Mais l’on peut aussi se demander jusqu’à quel point l’obstination de cet homme à vouloir coûte que coûte faire référence à des crimes historiques ne constitue pas un alibi tandis que flotte dans l’air cette tenace odeur de vinaigre
les meurtres continuent à se perpétrer, les bactéries et les gaz nocifs à poursuivre leur effet, les bombes à raser les hôpitaux et les léproseries, les rafales de mitraillettes à balayer les nouveau-nés, le napalm à tomber sur les civils (en premier lieu les enfants) avant que de toucher des guérilleros qui s’évanouissent aussitôt qu’apparus dans les rizières ou les galeries souterraines ; des villages entiers sont brûlés, leur population exterminée, les survivants rassemblés dans des camps de concentration, les prisonniers torturés, jetés agonisants deans de grandes fosses communes, ou survivant avec le foie perforé, ou écrasé par les chenilles des tanks, ou empoisonnés avec du sel de Saturne dans le riz ;
on essaie d’arracher aux suspects des confessions en simulant des exécutions avec des armes chargées à blanc ou à coup de gourdin ; souvent les envahisseurs dépassent les bornes de l’humain et écorchent les survivants et les pendent aux arbres comme exemple pour leurs compatriotes et confient les basses besognes à d’autres prisonniers afin de ne pas se salir les mains ;
et toutes ces actions mémorables sont couvertes par le manteau des phrases redondantes, pas des hymnes et des harangues enflammés exhortant les croisés qui foulent de leurs pieds les forêts vierges, les plaines, les plateaux, les rizières ; de douces paroles, si semblables au-delà des siècles en quatre langues et en quatre mondes différents ;
jusqu’à quel point ?
parce que la haine est la même, le mépris est le même, l’ambition est la même, le rêve de conquête planétaire est encore le même ;
et face à cette horreur, une série de petites phrases propres, de paragraphes symétriques consciencieusement alignés sur une feuille de papier quadrillé, aussi lamentables dans leur effort que la volonté de la fourmi qui aurait l’outrecuidance de vouloir stopper la Panzer division dans sa marche triomphale vers le Temple de Jérusalem, Tolède, la rue Zamenhof, Da Nang, Quang Ngai, et d’autres étranges noms d’un monde étrange.
Les doutes
C’est tout un ensemble de questions que José Emilio Pacheco s’est posé, donc, avant 1967 ; puisque le récit date de 1967. Questions qu’il s’est posées dans un contexte de guerre froide, dans un contexte bien différent du nôtre concernant la mémoire de la Shoah, puisque les sources n’étaient pas encore sorties.
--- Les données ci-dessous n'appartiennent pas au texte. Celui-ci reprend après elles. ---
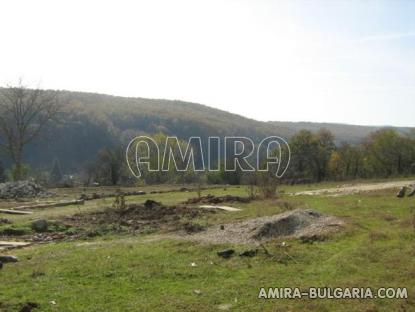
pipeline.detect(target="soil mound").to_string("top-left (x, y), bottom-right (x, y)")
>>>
top-left (0, 181), bottom-right (51, 199)
top-left (184, 194), bottom-right (251, 205)
top-left (191, 209), bottom-right (343, 244)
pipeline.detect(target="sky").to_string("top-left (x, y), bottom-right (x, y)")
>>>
top-left (0, 0), bottom-right (415, 126)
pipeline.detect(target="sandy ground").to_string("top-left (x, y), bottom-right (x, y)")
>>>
top-left (291, 180), bottom-right (415, 196)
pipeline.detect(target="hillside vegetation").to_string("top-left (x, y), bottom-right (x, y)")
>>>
top-left (12, 91), bottom-right (408, 171)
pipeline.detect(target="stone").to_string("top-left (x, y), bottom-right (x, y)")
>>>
top-left (0, 181), bottom-right (51, 199)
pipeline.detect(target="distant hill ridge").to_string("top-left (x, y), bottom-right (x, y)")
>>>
top-left (4, 91), bottom-right (410, 171)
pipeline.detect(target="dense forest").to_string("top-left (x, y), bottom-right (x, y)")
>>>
top-left (0, 91), bottom-right (415, 184)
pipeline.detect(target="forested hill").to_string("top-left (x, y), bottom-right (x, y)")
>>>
top-left (17, 91), bottom-right (412, 171)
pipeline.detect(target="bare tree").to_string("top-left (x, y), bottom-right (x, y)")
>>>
top-left (0, 80), bottom-right (60, 180)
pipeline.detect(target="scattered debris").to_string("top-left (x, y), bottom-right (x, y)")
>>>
top-left (199, 205), bottom-right (241, 212)
top-left (0, 256), bottom-right (19, 263)
top-left (217, 249), bottom-right (235, 259)
top-left (187, 209), bottom-right (344, 244)
top-left (0, 181), bottom-right (52, 199)
top-left (0, 209), bottom-right (33, 215)
top-left (396, 186), bottom-right (406, 198)
top-left (32, 219), bottom-right (49, 233)
top-left (79, 191), bottom-right (146, 200)
top-left (13, 199), bottom-right (85, 210)
top-left (184, 194), bottom-right (251, 204)
top-left (239, 249), bottom-right (258, 257)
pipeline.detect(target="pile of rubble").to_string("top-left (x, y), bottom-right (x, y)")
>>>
top-left (184, 194), bottom-right (251, 205)
top-left (0, 181), bottom-right (51, 199)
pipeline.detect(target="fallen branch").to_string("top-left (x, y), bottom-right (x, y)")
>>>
top-left (13, 199), bottom-right (85, 210)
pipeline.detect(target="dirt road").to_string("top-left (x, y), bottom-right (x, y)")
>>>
top-left (292, 180), bottom-right (415, 196)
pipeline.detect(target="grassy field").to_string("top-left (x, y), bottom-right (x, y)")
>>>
top-left (0, 183), bottom-right (415, 311)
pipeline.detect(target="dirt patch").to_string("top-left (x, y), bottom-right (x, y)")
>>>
top-left (291, 181), bottom-right (411, 196)
top-left (63, 200), bottom-right (215, 233)
top-left (188, 209), bottom-right (344, 244)
top-left (184, 194), bottom-right (251, 205)
top-left (0, 181), bottom-right (52, 199)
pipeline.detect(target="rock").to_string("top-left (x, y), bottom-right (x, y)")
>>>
top-left (32, 219), bottom-right (48, 233)
top-left (239, 249), bottom-right (258, 257)
top-left (396, 186), bottom-right (406, 198)
top-left (217, 249), bottom-right (235, 259)
top-left (0, 181), bottom-right (51, 199)
top-left (0, 256), bottom-right (19, 263)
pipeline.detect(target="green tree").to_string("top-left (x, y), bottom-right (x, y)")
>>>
top-left (50, 158), bottom-right (63, 184)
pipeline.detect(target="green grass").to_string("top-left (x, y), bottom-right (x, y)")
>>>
top-left (0, 186), bottom-right (415, 311)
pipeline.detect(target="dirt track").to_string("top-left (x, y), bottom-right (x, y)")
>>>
top-left (291, 180), bottom-right (415, 196)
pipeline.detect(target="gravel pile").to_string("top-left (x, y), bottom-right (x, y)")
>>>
top-left (0, 181), bottom-right (51, 199)
top-left (187, 209), bottom-right (344, 244)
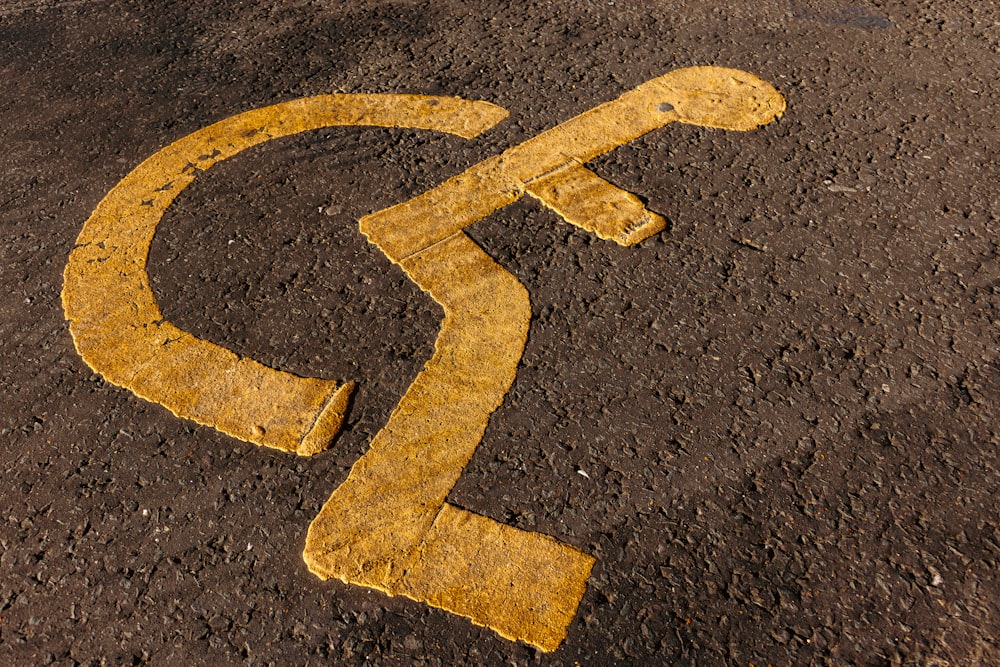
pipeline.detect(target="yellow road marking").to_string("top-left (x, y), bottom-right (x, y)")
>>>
top-left (63, 67), bottom-right (784, 651)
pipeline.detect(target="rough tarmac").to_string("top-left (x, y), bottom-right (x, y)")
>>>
top-left (0, 0), bottom-right (1000, 667)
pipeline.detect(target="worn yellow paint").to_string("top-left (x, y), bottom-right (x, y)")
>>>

Toutes les sources historiques auxquelles on peut avoir accès aujourd’hui, n’étaient soit pas encore écrites, soit pas encore déclassifiées. Et la mémoire de la Shoah était encore hautement politisée, puisque dans un contexte de guerre froide, il y avait toute la question de savoir si ce n’était pas… (notamment sur le continent américain, c’est ce qu’on découvre dans l’ouvrage, apparemment c’était une réalité) Il y avait, donc, aussi toute la question de : finalement est-ce que ce n’est pas une une invention communiste pour blâmer le capitalisme.
Mes doutes
Le nazisme et toutes ces thématiques-là sont presque devenus des tropes littéraires, à l’heure actuelle. Et du coup, ça rajoute peut-être la question, aussi, de savoir : est-ce que je ne me sers pas d’un trope, plus que de vouloir rendre hommage à quiconque, ou exprimer le… disons le questionnement ou le mal être de quiconque. Et donc ce livre, grâce à cette centaine de pages, fort justement trouvé par hasard, a balayé mes derniers doutes et m’a fait dire que : finalement, oui, j’avais suffisamment travaillé sur ce roman (que j’ai porté pendant presque quatre ans). J’avais suffisamment travaillé sur ce récit, et maintenant, je pouvais le laisser-aller.
Coup de cœur
J’ai terminé Tu mourras ailleurs de José Emilio Pacheco qui est un récit polymorphe, étrange, imbriqué, symbolique. Il y a vraiment une filiation avec Borges, vraiment, qui est un auteur que j’aime beaucoup. Il y a une filiation avec Borges, il y a une filiation avec, aussi, tout… Une filiation complètement inconsciente, parce que je doute que les auteurs bosniaques et croates et serbes et… (enfin, les auteurs d’ex-Yougoslavie) lorsqu’ils évoquent le trauma de la guerre et de l’exil, aient lu José Emilio Pacheco. Mais de fait, il y a dans cette structure romanesque fragmentaire et fragmentée, cette structure, finalement, d’inventaire, un peu pêle-mêle mais à la fois avec une convention plus ou moins chronologique, pour ne pas trop perdre le lecteur. Il y a cette parenté-là, aussi. Donc, finalement, on se retrouve dans une famille littéraire que j’aime beaucoup.
Conclusion
Voilà, terminé Tu mourras ailleurs de José Emilio Pacheco, collection Minos chez La Différence, édité en 2009, traduit de l’espagnol mexicain par Gérard de Cortanze. Terminer cette lecture m’a finalement permis de terminer mon écriture, aussi… Et voilà. Donc mon manuscrit de récit, qui s’appelle Ceci n’est pas un roman ukrainien est aujourd’hui parti vers des maisons d’édition. Voilà, donc j’ai besoin de tout toutes vos bonnes ondes, aussi. C’est un appel aux bonnes ondes ! Pour l’accompagner ! Et de toute façon, je vous tiendrai au courant de toutes ses aventures. En tous cas merci de m’avoir écoutée !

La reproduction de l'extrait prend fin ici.